Do the UCC-1 research and you will have at your grasp the remedy which establishes: "only an idiot without a lawyer would ever attempt to sue you", whether you did wrong or not.
Lawsuits boil down to this and only this. What can we sue you for. If you are homeless and broke NO one will sue you. This is why the key to the whole game is retaining POWER, but forfeiting OWNERSHIP. This is called being 'Judgement Proof' On paper you must appear 'homeless and broke' The first thing a lawyer looks for is insurance policies on the person being sued, second assets in US banking systems, and third.. assets in market (real estate, stocks, securities)
The question that should be asked at this point is: "Okay, so I toss all my 'stuff' into a corporation. Wont they just sue the corporation then?"
Yes that is what they would then do. However, if recalled from earlier posts, one would have assets and monies and revenue vehicles all separated in different structures. Now, because you are in the US, you also have at your finger tips UCC-1's which would deter any lawyer, unless of course corporation really did perform an adverse action in which 'big money' is at stake.

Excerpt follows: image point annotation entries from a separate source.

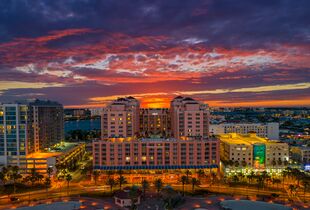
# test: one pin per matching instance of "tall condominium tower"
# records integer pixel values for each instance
(189, 118)
(29, 127)
(13, 131)
(155, 122)
(120, 118)
(47, 123)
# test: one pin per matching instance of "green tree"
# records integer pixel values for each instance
(188, 172)
(292, 188)
(276, 182)
(49, 171)
(47, 183)
(184, 180)
(306, 184)
(111, 182)
(96, 174)
(145, 185)
(4, 175)
(250, 177)
(15, 176)
(133, 194)
(68, 178)
(201, 173)
(158, 183)
(195, 182)
(121, 180)
(34, 176)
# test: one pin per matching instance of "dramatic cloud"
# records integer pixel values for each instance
(87, 53)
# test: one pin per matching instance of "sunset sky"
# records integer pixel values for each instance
(224, 52)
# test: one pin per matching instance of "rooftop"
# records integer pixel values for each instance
(247, 139)
(58, 150)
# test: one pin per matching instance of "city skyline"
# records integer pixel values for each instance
(88, 53)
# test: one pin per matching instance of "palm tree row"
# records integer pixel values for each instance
(12, 175)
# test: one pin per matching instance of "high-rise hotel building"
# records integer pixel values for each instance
(120, 118)
(29, 127)
(190, 147)
(189, 118)
(155, 122)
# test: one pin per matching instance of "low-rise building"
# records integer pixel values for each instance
(152, 154)
(124, 198)
(269, 130)
(301, 154)
(251, 151)
(67, 155)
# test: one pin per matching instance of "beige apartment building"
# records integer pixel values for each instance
(120, 118)
(189, 118)
(155, 122)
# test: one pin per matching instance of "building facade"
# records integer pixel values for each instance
(29, 127)
(168, 139)
(13, 131)
(122, 154)
(301, 154)
(269, 130)
(120, 119)
(249, 150)
(47, 121)
(189, 118)
(155, 122)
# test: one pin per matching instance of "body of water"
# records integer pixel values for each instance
(82, 125)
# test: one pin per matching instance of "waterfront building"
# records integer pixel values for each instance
(269, 130)
(64, 154)
(189, 118)
(155, 122)
(47, 124)
(152, 154)
(120, 119)
(95, 112)
(251, 151)
(13, 131)
(301, 154)
(28, 127)
(190, 147)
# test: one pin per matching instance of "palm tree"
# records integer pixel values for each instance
(264, 176)
(4, 175)
(145, 185)
(49, 171)
(68, 179)
(33, 177)
(96, 174)
(188, 172)
(285, 173)
(276, 181)
(292, 188)
(194, 182)
(235, 179)
(47, 183)
(158, 184)
(200, 173)
(306, 184)
(184, 180)
(14, 175)
(251, 176)
(111, 182)
(133, 194)
(121, 180)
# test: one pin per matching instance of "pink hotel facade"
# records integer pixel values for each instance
(186, 144)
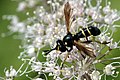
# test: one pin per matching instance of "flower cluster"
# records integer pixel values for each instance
(48, 24)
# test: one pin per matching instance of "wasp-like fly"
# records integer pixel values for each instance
(71, 40)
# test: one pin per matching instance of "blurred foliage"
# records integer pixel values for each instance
(9, 47)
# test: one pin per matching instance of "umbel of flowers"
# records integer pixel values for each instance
(49, 23)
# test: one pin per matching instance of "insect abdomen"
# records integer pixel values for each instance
(85, 32)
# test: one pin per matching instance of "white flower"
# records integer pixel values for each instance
(39, 79)
(109, 70)
(31, 51)
(36, 66)
(11, 73)
(21, 6)
(66, 72)
(95, 75)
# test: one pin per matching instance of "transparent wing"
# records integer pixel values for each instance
(86, 50)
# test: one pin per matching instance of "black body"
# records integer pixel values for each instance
(68, 41)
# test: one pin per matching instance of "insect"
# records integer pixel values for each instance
(71, 40)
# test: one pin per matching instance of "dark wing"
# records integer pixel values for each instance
(86, 76)
(86, 50)
(67, 13)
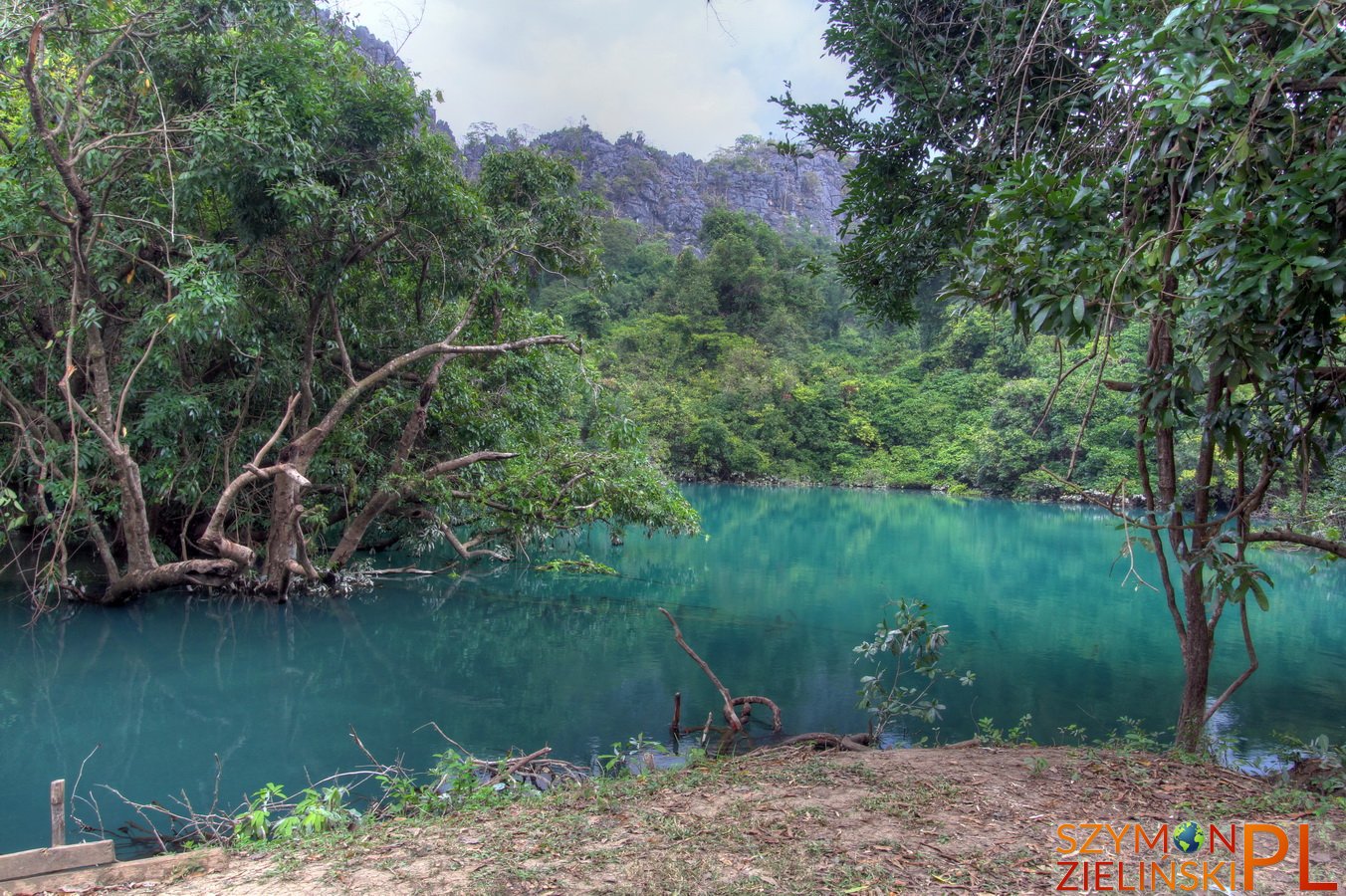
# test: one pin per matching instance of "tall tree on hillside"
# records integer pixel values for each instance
(1082, 163)
(252, 314)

In US, steer clear of ALL trusts. The
IRS and the commercial Judges pierce them real quick. The trust will work against the leity and the mom and pop who may want to sue you or a angry ex-wife. But if any agency comes knocking, they will "disregard" the trust in a heart beat. This is general advice because 90% "operate" the trust incorrectly.
Piercing the "Corporate Veil" For example, you can have a US LLC ice cream shop. If you never conveyed the shop property to the LLC but let the LLC use the property on returns and then mixed and matched spending records, you used the LLC
debit card to buy a new refrigerator for the home, and used your debit card to buy some supplies at office max while in town, BAAM! Grade A "alter-ego" evidence was created. The LLC is "poor" it is only an ice cream shop. You are "wealthy" and just good at starting businesses here and there to rake in
dividends. Tomorrow someone is going to be poisoned by the ice cream. They happen to know of your wealth. In the US system of law, because of poor business practices mentioned previouslly establishing "alter-ego" legal facts, that plaintiff will now with good lawyer sue not only the LLC but you because you never really used the LLC as an "LLC" so therefore it is simply a disregarded entity and you and LLC should be treated one and same.

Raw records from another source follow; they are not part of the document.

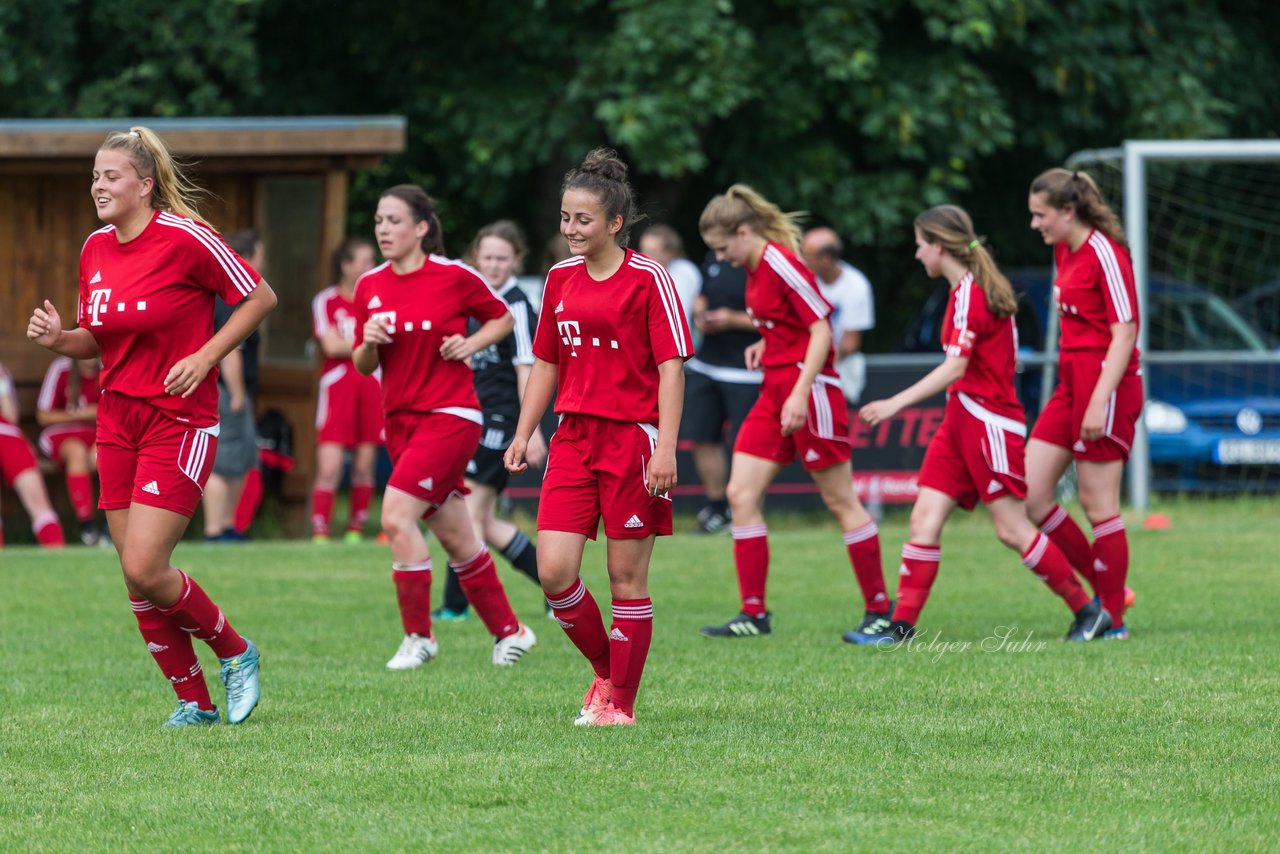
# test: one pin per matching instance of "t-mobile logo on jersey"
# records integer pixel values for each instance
(571, 336)
(97, 302)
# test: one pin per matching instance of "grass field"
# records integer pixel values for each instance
(795, 741)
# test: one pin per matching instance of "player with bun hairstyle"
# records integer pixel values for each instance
(800, 412)
(501, 377)
(977, 452)
(147, 282)
(1093, 412)
(611, 342)
(350, 409)
(411, 320)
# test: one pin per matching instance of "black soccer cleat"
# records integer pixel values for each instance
(894, 631)
(744, 625)
(1089, 622)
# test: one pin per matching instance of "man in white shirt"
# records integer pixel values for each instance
(848, 290)
(663, 245)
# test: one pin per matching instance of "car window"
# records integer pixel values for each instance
(1198, 322)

This has happened time and time again. But have no fear. Just as easy as it is to "get away" with anything in US law (yes, the 5K per hour lawyer knows how to get you out of a murder with 50 witnesses) it is just as easy to protect oneself from the chess game of "Law"
Maintain the 3 structure policy (does not include
privacy solutions) and use UCC-1's and you are now more judgement proof then most
millionaires in the US
And just like you astutely stated. These are all "insights". You are not my client.